China’s parliament passed the detailed legislation on Tuesday, giving Beijing sweeping powers over its implementation and setting the stage for the most radical changes in decades to the global financial hub’s way of life.

Beijing had kept full details shrouded in secrecy, giving Hong Kong’s 7.5 million people no time to digest the complex legislation before it entered into force at 11pm local time.

The timing was seen as a symbolic humiliation for Britain, coming just an hour before the 23rd anniversary of when Hong Kong’s last colonial governor Chris Patten, a staunch critic of the law, tearfully handed back Hong Kong to Chinese rule.

Amid fears the law will crush the city’s freedoms, prominent activist Joshua Wong’s Demosisto and other pro-democracy groups said they would dissolve.

University of Hong Kong law professor and barrister Simon Young was highly critical of the legislation.

“The punitive elements of the law are stupefying,” he said.

“Let us hope no one tries to test this law, for the consequences to the individual and the legal system will be irreparable.”

The legislation pushes Beijing further along a collision course with the US, Britain and other Western governments, which have said it erodes the high degree of autonomy the city was granted at its July 1, 1997, handover.

Britain and some two dozen Western countries urged China to reconsider the law, saying Beijing must preserve the right to assembly and free press.
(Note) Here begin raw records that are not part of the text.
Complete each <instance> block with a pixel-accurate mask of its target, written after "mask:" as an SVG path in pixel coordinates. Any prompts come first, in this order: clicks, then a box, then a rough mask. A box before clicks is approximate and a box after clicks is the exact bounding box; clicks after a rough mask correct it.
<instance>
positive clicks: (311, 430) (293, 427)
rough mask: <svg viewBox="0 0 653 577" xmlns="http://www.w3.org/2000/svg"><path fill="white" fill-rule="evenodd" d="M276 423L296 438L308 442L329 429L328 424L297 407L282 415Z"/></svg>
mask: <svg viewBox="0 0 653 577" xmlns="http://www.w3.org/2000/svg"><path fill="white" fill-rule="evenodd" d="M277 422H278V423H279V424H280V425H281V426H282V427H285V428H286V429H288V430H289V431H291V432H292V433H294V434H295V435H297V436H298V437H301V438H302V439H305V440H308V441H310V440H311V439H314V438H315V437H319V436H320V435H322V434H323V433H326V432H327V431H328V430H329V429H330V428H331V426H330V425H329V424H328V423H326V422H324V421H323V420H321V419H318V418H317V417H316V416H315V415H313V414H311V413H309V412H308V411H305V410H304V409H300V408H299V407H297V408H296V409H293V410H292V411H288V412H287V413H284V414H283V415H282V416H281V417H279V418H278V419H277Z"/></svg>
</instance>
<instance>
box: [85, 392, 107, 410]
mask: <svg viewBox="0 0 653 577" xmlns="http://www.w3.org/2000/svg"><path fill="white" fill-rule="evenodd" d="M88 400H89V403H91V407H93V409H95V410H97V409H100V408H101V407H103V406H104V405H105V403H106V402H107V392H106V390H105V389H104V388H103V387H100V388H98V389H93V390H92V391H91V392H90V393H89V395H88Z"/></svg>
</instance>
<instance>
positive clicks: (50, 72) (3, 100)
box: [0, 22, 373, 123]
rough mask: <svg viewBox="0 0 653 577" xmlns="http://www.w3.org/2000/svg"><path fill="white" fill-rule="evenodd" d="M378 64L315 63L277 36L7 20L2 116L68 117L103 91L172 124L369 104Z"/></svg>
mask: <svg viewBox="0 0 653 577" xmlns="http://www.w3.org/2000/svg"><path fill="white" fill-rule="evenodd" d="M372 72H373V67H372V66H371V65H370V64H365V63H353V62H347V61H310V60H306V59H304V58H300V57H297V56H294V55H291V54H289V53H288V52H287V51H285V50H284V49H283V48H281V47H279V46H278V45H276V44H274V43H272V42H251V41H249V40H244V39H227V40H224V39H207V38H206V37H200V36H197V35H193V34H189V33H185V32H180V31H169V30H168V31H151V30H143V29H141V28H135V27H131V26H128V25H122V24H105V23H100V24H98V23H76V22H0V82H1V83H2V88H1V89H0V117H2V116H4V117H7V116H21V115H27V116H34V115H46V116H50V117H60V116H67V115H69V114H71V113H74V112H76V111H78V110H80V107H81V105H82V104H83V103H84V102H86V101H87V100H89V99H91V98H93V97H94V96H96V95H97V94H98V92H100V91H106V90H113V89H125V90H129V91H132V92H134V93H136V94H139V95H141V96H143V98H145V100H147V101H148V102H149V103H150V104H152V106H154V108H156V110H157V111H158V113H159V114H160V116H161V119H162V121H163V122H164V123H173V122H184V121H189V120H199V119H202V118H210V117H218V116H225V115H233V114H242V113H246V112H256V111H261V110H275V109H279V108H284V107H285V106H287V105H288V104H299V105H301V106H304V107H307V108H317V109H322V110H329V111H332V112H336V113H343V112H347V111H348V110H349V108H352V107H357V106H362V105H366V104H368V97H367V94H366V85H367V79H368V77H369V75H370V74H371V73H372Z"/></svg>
The US condemned the legislation as a violation of Beijing’s international commitments and vowed to go on acting “against those who smothered Hong Kong’s freedom and autonomy”.

Washington, already in dispute with China over trade, the South China Sea and the coronavirus, began eliminating Hong Kong’s special status under US law on Monday, halting defence exports and restricting technology access.

China said it would retaliate.

Hong Kong leader Carrie Lam, in a video message to the UN Human Rights Council in Geneva, urged the international community to “respect our country’s right to safeguard national security”.

She said the law would not undermine the city’s autonomy or its independent judiciary.

In their most severe form, crimes will be punishable with life in prison.

Punishments otherwise largely go up to 10 years. Properties related to crimes could be frozen or confiscated.

The security legislation will supersede existing Hong Kong laws where there is a conflict and mainland Chinese authorities could exercise jurisdiction over some major cases.

Interpretation powers belong to the Chinese parliament’s top decision-making body.

Judges for security cases will be appointed by the city’s chief executive.

According to the law, a new national security agency will be set up for the first time in Hong Kong and will not be under the jurisdiction of the local government.

Authorities can carry out surveillance and wire-tap people suspected of endangering national security, it said.